Wait, isn't there supposed to be some restriction on Chinese companies buying property offshore?
If there is, it doesn't seem to include Guangzhou R&F Properties Co. and CC Land Holdings Ltd., two of the mainland firms that have been snapping up real estate cast-offs from billionaire Wang Jianlin's Dalian Wanda Group Co.
Wanda, under pressure to reduce debt after Beijing imposed tighter capital controls, is close to reaching an agreement to sell two Australian luxury property projects, people familiar with the matter said earlier this week, and the buyer is of Chinese origin. The group's hotel unit on Tuesday agreed to sell its interests in the One Nine Elms project on the south bank of London's River Thames to R&F, which itself has a net debt-to-equity ratio of 229 percent.
Wanda paid 89 million pounds ($123 million) for the Nine Elms site in 2013. Considering the weakness in London's property market, and the development's many unoccupied apartments, it probably isn't making a huge profit.

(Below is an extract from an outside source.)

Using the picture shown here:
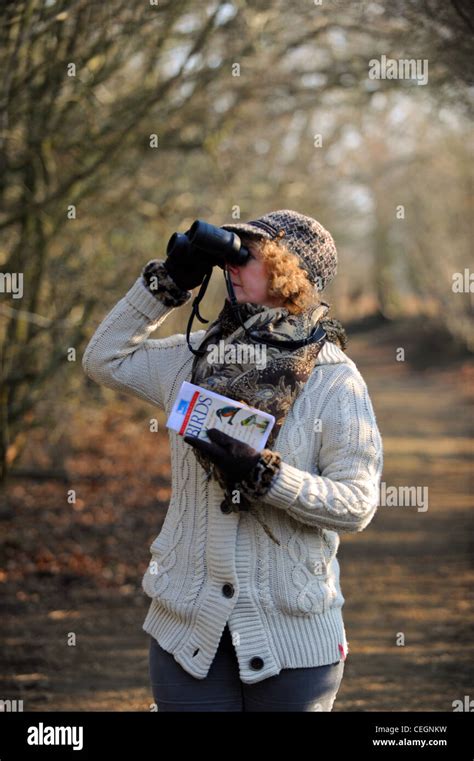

R&F, with CC Land, also bought the 10-acre plot of land in London that Wanda walked away from last year.
Meanwhile, bids are out again for the property portion of the Kuala Lumpur-Singapore high-speed rail project. Wanda pulled out of the running last year following increased scrutiny at home; now other Chinese companies are reported to be in the mix, along with some Japanese and European players.
The fate of some of Wanda's more ambitious projects elsewhere is up in the air. EuropaCity, a 3.1 billion euro ($3.8 billion) shopping, theme park and indoor-skiing complex being developed by Wang with French grocery giant Auchan Holding SA, has barely progressed, while a plan for industrial townships in the northern Indian state of Haryana is in limbo.
Whether a Chinese buyer rides in to rescue those remains to be seen. Regardless, it's hard to escape the view that Beijing's property restrictions make the sector off-limits only for some.